The system uses a combination of specialised laminating resins, interlayered with glass reinforced polymers (GRP) composite laminates, to refurbish and repair corrosion damaged pipework, at a fraction of the cost and inconvenience of replacement. It can also be used to help repair damaged areas of other industrial equipment and structures, including tanks and vessels, and even concrete.
Used successfully in the oil & gas, power generation, water & waste and other industries for many years, the composite structural rehabilitation system qualifies under BS EN ISO 24817:2017. This incorporates composite repairs for pipework, both metal and glass reinforced plastic (GRP). The standard ensures that pipework, pipelines, tanks and vessels repaired using composite systems are qualified, designed, installed and inspected to meet the relevant specified performance requirements.

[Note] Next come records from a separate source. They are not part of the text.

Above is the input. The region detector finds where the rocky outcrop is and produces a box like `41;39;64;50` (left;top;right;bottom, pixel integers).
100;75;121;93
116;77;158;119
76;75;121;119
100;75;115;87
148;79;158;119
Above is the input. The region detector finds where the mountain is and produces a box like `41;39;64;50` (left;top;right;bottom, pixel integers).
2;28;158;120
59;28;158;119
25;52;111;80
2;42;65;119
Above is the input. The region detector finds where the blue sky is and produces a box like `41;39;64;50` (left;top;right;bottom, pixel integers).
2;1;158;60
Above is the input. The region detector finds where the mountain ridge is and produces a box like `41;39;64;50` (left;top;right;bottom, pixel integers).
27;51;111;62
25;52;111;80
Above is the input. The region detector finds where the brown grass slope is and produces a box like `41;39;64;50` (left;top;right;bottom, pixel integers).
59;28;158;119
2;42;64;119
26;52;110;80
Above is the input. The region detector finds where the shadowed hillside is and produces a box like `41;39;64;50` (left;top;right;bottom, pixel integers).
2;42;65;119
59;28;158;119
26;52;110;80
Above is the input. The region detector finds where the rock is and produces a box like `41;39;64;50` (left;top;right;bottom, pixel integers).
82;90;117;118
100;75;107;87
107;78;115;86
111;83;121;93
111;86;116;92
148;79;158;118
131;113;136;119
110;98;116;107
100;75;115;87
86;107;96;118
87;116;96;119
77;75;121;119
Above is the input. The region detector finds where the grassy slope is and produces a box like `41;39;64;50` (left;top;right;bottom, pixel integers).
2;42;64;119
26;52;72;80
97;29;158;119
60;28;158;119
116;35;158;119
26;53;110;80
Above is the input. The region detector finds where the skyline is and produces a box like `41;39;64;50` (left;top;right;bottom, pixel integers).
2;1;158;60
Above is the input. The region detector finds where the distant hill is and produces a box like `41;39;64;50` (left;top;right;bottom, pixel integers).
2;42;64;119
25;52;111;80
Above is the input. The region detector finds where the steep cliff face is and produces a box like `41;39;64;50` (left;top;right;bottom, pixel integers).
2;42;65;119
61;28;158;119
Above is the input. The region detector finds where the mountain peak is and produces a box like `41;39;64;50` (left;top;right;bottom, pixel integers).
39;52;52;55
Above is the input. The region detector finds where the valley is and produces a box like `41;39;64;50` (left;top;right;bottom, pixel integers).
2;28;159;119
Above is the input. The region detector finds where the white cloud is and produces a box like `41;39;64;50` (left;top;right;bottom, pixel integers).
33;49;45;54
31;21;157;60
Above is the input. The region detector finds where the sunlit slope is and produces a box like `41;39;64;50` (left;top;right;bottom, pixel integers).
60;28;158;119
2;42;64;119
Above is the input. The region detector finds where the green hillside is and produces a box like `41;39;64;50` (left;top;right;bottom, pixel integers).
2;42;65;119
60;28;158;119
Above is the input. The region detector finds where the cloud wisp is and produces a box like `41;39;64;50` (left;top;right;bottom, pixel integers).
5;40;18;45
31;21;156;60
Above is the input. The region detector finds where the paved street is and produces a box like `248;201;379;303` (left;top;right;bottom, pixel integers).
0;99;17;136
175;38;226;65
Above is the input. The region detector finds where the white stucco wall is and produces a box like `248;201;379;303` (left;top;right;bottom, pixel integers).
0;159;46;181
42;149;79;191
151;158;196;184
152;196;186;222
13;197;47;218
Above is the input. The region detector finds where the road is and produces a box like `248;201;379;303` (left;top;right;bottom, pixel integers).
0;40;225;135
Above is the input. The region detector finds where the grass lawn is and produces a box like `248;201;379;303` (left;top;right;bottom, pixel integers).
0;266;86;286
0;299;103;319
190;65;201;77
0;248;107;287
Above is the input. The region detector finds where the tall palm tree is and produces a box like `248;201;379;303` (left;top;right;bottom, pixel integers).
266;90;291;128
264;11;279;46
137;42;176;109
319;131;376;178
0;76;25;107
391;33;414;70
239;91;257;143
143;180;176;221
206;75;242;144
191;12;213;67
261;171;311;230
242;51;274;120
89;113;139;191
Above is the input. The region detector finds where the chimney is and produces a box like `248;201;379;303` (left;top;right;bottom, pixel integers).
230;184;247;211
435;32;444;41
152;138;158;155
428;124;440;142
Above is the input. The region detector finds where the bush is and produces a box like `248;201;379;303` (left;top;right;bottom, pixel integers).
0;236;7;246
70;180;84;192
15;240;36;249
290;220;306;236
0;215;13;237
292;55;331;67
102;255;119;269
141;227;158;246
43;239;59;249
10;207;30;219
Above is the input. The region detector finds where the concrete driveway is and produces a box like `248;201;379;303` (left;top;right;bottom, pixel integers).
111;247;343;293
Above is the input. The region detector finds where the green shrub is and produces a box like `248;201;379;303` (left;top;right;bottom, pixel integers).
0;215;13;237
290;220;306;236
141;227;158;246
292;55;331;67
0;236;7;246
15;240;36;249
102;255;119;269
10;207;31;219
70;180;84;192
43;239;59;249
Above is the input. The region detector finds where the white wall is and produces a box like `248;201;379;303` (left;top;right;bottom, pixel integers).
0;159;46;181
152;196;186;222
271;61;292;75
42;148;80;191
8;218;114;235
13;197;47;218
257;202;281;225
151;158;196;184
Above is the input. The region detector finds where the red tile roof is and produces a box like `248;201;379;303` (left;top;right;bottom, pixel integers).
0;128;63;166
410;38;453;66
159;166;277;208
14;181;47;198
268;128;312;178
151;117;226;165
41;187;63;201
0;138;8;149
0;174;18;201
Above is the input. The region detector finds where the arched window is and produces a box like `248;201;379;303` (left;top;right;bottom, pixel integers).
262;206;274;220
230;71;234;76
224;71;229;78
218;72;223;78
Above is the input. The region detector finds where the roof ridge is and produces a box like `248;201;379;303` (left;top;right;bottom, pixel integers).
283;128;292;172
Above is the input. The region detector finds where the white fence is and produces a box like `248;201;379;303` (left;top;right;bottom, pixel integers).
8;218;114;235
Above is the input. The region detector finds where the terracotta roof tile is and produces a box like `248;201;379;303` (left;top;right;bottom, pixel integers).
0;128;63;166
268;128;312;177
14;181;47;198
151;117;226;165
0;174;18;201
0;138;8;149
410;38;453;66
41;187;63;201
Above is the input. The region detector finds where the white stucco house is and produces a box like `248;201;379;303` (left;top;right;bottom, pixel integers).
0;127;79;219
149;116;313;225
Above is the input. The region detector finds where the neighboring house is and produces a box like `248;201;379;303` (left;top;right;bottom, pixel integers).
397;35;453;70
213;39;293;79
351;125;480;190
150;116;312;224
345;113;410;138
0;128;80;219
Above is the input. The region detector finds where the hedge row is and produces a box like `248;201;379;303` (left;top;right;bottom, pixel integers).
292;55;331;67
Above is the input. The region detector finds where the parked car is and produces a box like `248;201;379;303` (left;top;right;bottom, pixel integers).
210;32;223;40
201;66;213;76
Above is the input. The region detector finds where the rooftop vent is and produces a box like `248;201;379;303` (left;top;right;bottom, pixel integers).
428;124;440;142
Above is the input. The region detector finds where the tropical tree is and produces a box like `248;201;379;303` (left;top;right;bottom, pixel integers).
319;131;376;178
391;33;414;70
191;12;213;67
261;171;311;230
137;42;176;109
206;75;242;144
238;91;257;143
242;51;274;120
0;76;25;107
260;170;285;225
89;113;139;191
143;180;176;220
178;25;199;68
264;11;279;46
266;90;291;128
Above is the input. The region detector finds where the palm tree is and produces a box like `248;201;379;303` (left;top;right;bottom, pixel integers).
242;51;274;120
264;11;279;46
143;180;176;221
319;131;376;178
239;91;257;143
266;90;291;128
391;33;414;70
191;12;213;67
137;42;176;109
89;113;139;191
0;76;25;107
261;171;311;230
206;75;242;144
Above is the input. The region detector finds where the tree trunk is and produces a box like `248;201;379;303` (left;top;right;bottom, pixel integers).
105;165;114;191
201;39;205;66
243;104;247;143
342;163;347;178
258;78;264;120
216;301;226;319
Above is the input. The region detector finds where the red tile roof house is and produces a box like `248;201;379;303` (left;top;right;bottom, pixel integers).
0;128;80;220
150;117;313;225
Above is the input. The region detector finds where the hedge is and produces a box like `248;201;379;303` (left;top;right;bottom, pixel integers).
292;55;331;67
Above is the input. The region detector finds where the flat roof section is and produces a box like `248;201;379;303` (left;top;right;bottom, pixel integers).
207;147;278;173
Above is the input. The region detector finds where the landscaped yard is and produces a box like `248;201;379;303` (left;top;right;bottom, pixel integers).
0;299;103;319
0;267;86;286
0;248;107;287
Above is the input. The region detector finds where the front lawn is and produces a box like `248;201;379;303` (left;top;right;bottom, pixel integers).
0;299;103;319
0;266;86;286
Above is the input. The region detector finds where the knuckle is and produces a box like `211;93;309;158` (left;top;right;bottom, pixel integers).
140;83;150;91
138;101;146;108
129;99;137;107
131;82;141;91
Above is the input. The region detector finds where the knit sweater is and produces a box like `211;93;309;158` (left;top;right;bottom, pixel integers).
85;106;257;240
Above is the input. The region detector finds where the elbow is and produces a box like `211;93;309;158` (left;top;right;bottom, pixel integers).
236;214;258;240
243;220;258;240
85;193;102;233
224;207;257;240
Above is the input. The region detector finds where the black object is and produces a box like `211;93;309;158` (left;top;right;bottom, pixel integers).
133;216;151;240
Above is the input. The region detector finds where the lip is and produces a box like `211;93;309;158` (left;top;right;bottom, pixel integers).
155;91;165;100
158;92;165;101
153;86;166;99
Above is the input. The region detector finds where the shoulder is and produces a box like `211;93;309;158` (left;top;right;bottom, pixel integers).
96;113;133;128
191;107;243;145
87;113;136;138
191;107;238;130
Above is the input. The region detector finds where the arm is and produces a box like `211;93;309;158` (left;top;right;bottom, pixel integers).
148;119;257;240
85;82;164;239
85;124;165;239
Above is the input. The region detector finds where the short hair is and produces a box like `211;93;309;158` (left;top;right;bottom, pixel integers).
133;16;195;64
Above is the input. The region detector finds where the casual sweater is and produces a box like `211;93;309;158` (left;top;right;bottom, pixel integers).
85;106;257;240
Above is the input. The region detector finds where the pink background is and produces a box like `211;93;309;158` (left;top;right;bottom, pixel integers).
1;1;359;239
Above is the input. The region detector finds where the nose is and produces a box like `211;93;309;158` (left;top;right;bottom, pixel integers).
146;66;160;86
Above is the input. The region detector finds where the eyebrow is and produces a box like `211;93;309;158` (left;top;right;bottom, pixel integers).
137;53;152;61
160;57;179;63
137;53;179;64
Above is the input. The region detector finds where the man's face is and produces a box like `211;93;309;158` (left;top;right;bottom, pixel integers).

CSR is an ideal solution for pipe rehabilitation and pipe reinforcement, restoring strength to capital process equipment, where corrosion has reduced the wall thickness or where damage has occurred. By also providing long term corrosion protection, the life span of the treated pipework, or plant, is greatly increased. This provides significant financial savings and reduced materials wastage. The wrapping system also has the major benefit of being a cold repair technique. This negates the need for hot work on-site, requiring no specialist equipment.
The Corroserve CSR system is compliant to ISO24817, with a tensile testing required under the standard being carried out independently at the University of Strathclyde Advanced Materials Research Laboratory. The following video demonstrates the technique of pipe wrapping and reveals just how structurally strong a completed CSR repair is.
Each repair is uniquely designed to meet specific service demands and the design factors considered include size in geometry of the defect, operating temperature and pressure, and remaining wall thickness.